RİZE (A.A) - Nesli Tehlike Altında Olan Yabani Hayvan ve Bitki
Türlerinin Uluslararası Ticaretine İlişkin Sözleşme (CITES) kapsamında Türküye ve
İspanya arasında başlatılan eşleştirme projesinin 5. yönlendirme toplantısı
Rizede yapıldı.
Yusuf Karali Diyanet Eğitim Merkezinde gerçekleştirilen toplantıya Rize
Valisi Nurullah Çakır, Doğa Koruma ve Milli Parklar Genel Müdür Yardımcısı Sabri
Kiriş, Proje Koordinatörü Mercedes Nunez Roman ile Emniyet Genel Müdürlüğü,
Jandarma Genel Komutanlığı, Gıda, Tarım ve Hayvancılık Bakanlığı, Gümrük ve
Ticaret Bakanlığı, Avrupa Birliği Bakanlığı, TÜBİTAK Başkanlığı, Avrupa Birliği
Türkiye Delegasyonu, Orman Genel Müdürlüğü temsilcileri katıldı.
Kiriş, burada yaptığı konuşmada, dünyanın sanayileşme sürecinde büyük
kayıplara uğradığını belirterek, "Sanayileşme ile doğa büyük tahribata uğramış,
bir çok tür yok olmuştur. Doğada kaybedilenleri bir daha yerine koymanın mümkün
olmadığını bilmekteyiz. Elde kalanları muhafaza edebilmek için uluslararası
sözleşmeler hayata geçirilmiştir" dedi.
Doğa koruma alanında Türkiyenin Bern Sözleşmesi hariç bütün sözleşmelere
taraf olduğunu dile getiren Kiriş, "Bern Sözleşmesi de göçmen kuşlar ve sınırı
aşan suları ilgilendirdiğinden Dışişleri Bakanlığının görüşleri alınarak hareket
ediyoruz. CITES de bu anlamda taraf olduğumuz nesli tehlike altında olan bitki ve
hayvan ticaretini kapsamaktadır. Ülkemiz 1996 yılında taraf olmuş ve aynı yıl
uygulamaya konulmuştur" diye konuştu.
AB sürecinde doğa koruma konularının çevre faslının altında düzenlendiğini
kaydeden Kiriş, şöyle devam etti:
"Çevre faslı 2009 yılında açılmıştır. Faslın kapatılmasının şartı mevzuat ve
uygulamaların tam uyumudur. Boşluklar tespit edilmiş bu anlamda uygulamalar
hayata geçirilmeye başlanmıştır. Uygulamaya konulan 1,5 milyon avro değerindeki
proje de uyum süreci kapsamında hayata geçirilen önemli bir projedir. Proje
kapsamında türler ve türevler tanımlanacaktır. Proje partnerimiz İspanya bu
alanda dünyada önemli başarılar elde etmiştir."

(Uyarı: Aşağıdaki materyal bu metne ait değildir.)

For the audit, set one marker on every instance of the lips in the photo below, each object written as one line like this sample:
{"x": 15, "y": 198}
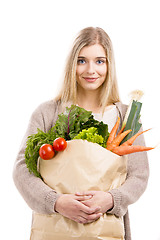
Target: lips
{"x": 90, "y": 79}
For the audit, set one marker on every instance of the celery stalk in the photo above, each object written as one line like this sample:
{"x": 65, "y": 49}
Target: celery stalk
{"x": 133, "y": 120}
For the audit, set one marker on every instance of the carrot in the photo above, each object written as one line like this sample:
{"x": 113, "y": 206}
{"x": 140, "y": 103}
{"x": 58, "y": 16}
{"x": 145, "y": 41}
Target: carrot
{"x": 130, "y": 141}
{"x": 113, "y": 132}
{"x": 123, "y": 150}
{"x": 118, "y": 140}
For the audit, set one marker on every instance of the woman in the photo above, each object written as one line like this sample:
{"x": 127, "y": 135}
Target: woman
{"x": 90, "y": 82}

-Hayvan ve bitki kaçakçılığı ile mücadele
Proje Koordinatörü Mercedes Nunez Roman, hayvan ve bitki kaçakçılığının daha
çok turistik amaçla yapıldığını belirtti.
Özellikle geleneksel Çin tıbbı adı altında ülkelere satılmaya çalışılan
deniz ve kara kaplumbağası tozunun çok dikkat çektiğini ifade eden Nunez,
"Avrupadaki bütün havaalanlarında neredeyse rastlıyoruz. Geleneksel Çin tıbbı
diye adlandırılıyor. Deniz ve kara kaplumbağaları kabuğu parçalarından
üretiliyor. Fiyatı 15 bin avroya kadar çıkıyor" dedi.

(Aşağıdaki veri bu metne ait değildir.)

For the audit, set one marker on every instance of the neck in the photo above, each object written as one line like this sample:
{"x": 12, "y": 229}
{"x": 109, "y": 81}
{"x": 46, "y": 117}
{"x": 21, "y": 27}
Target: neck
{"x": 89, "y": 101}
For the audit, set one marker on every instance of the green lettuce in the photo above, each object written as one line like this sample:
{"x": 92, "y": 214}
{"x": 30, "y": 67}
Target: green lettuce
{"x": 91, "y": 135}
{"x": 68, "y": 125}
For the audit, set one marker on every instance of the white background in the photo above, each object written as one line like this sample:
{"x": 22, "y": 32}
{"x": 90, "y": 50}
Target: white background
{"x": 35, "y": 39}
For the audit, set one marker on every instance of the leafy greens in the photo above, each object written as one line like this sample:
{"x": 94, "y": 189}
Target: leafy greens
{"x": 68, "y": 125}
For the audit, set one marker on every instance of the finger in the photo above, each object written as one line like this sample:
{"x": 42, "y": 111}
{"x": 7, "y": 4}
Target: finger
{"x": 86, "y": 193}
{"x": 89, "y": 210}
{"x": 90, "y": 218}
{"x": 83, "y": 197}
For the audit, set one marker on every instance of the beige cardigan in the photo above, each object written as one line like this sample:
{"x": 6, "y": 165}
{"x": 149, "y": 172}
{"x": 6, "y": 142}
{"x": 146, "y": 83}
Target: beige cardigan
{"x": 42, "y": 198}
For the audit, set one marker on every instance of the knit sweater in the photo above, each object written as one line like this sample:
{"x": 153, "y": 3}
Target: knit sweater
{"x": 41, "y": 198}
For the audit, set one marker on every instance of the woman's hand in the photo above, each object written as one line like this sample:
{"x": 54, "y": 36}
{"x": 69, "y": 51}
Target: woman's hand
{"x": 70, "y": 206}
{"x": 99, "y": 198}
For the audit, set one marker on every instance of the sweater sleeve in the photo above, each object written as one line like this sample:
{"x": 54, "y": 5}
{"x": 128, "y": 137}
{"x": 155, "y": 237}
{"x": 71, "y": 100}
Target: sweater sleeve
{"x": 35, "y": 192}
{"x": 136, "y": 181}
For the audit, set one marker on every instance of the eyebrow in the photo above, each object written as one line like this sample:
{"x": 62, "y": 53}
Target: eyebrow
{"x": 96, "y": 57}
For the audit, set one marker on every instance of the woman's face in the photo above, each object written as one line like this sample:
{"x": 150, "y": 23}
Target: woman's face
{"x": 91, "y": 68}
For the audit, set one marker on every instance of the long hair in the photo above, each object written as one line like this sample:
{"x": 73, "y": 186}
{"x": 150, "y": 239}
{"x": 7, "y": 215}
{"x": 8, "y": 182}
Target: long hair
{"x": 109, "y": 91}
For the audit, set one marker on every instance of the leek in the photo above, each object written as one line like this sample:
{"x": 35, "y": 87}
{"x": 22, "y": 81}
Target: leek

Nunez, sağlık açısından faydasının tespit edilemediğini ve aldatmaca
olduğunu, son dönemlerde müzelerden su aygırı boynuzu ve kaplumbağa kabuğunun
çalınarak bu işler için kullanılmasının yaygınlaştığını da sözlerine ekledi.

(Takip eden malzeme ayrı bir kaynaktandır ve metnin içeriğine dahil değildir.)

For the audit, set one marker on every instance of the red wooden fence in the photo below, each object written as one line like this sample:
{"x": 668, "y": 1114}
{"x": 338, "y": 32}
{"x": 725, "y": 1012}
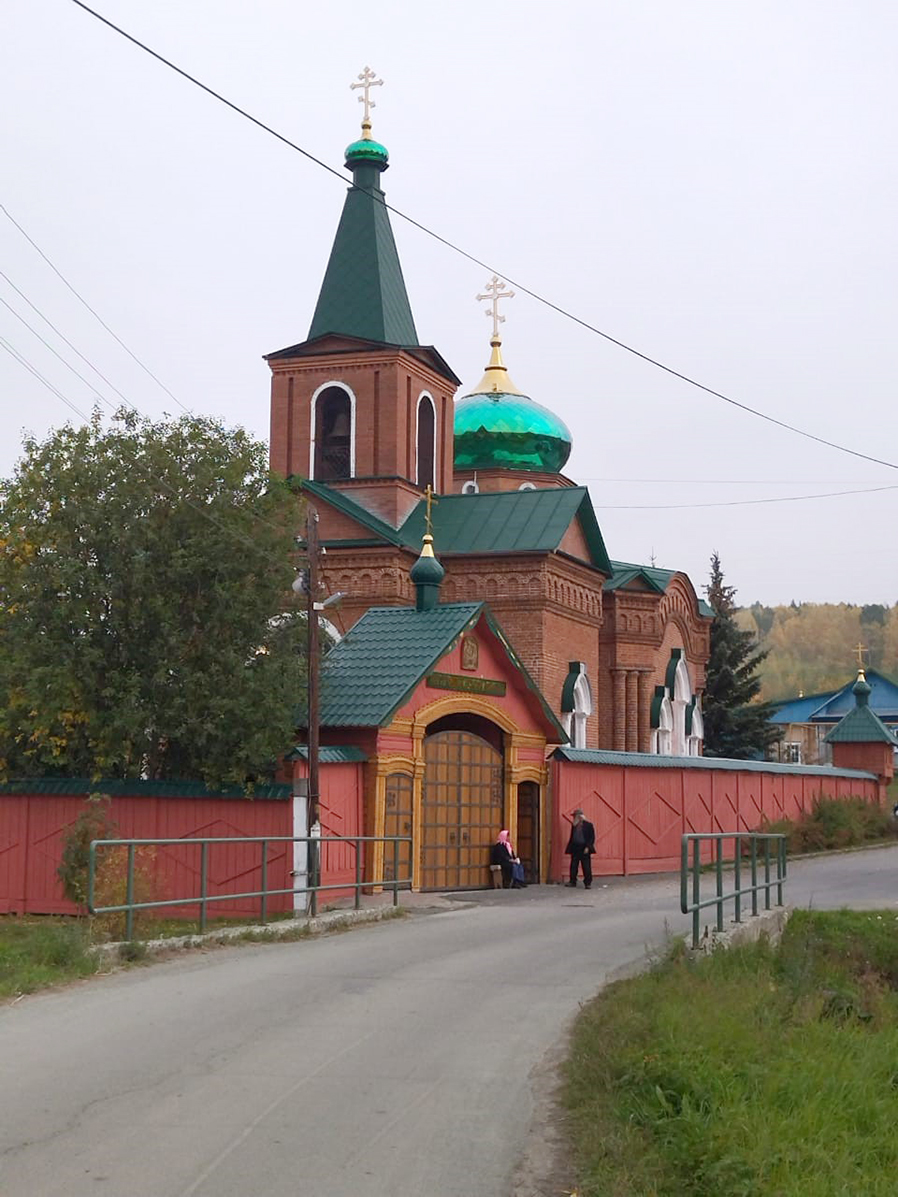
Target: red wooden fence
{"x": 32, "y": 827}
{"x": 641, "y": 812}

Proje kapsamında İspanya ve Türkiye gümrüklerinde yakalanan içleri
doldurulmuş çeşitli yabani hayvanlar, yabani hayvanlara ait deriler ve bitki
türleri sergilendi. Sergide deniz atı, içi doldurulmuş kaplumbağa, yılan derisi,
yağmur ormanları bitki çeşitleri de yer alıyor. Sergide özellikle Çin Halk
Cumhuriyetinden ülkemize kanser tedavisinde faydası olduğu iddiası ile sokulmaya
çalışılırken ele geçirilen deniz ve kara kaplumbağası tozu dikkat çekti.